Ook op andere manieren zou nog gefraudeerd zijn: persoonlijke verzorging zou gedeclareerd zijn als (duurdere) verpleging en in twee gevallen zouden huishoudelijke hulpen van verdachten bekostigd zijn uit een PGB van een cliënt. De rechtbank zal al deze andere manieren van frauderen verder buiten beschouwing laten. Als er inderdaad ook op deze manieren gefraudeerd is, dan levert dat dezelfde misdrijven op als de hiervoor meer uitvoerig besproken manieren van frauderen.
En welke misdrijven levert dat dan op?
Concrete misdrijven
Zoals gezegd, werd er zorg gedeclareerd die nooit werd verleend. Om die zorg te kunnen declareren werden er op de diverse voor de declaratie en verantwoording benodigde formulieren meer uren ingevuld dan er in werkelijkheid gewerkt waren. Die formulieren werden dus valselijk opgemaakt. Wat er op stond, was immers niet waar. Deze formulieren werden vervolgens wel als waar, “als echt en onvervalst” gebruikt bij de declaratie. Dat levert valsheid in geschrift op.

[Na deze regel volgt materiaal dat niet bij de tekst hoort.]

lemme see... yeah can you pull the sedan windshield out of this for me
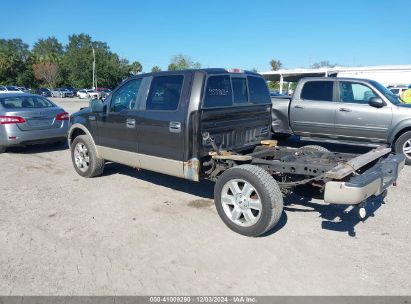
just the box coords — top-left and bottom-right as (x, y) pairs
(371, 81), (402, 105)
(0, 96), (55, 109)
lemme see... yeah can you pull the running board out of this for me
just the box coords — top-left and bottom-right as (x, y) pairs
(300, 136), (383, 148)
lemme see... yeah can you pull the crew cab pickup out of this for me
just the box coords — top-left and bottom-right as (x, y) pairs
(271, 77), (411, 164)
(68, 69), (405, 236)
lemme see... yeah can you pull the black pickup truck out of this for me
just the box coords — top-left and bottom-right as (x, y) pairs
(68, 69), (405, 236)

Ook is er sprake geweest van verduistering en oplichting. Zoals uiteengezet is onder het kopje “Algemeen” betaalde het zorgkantoor een toegekend PGB bij wijze van voorschot uit. De budgethouder kreeg daarmee geld onder zich dat nog aan een ander toebehoorde. Door vervolgens mee te werken aan het (laten) declareren van te veel uren zorg vloeide een deel van het PGB ten onrechte naar de verdachten en naar de budgethouders. Er was dus sprake van wederrechtelijke toe-eigening door budgethouders en verdachten van geld dat de budgethouders legaal onder zich hadden. In juridische zin levert dat medeplegen van verduistering op. Medeplegen, omdat het feit gepleegd werd door de hier met name genoemde verdachten en de budgethouders samen. Deze budgethouders wisten er immers niet alleen van, maar verleenden er ook hun medewerking aan om er zo zelf beter van te worden.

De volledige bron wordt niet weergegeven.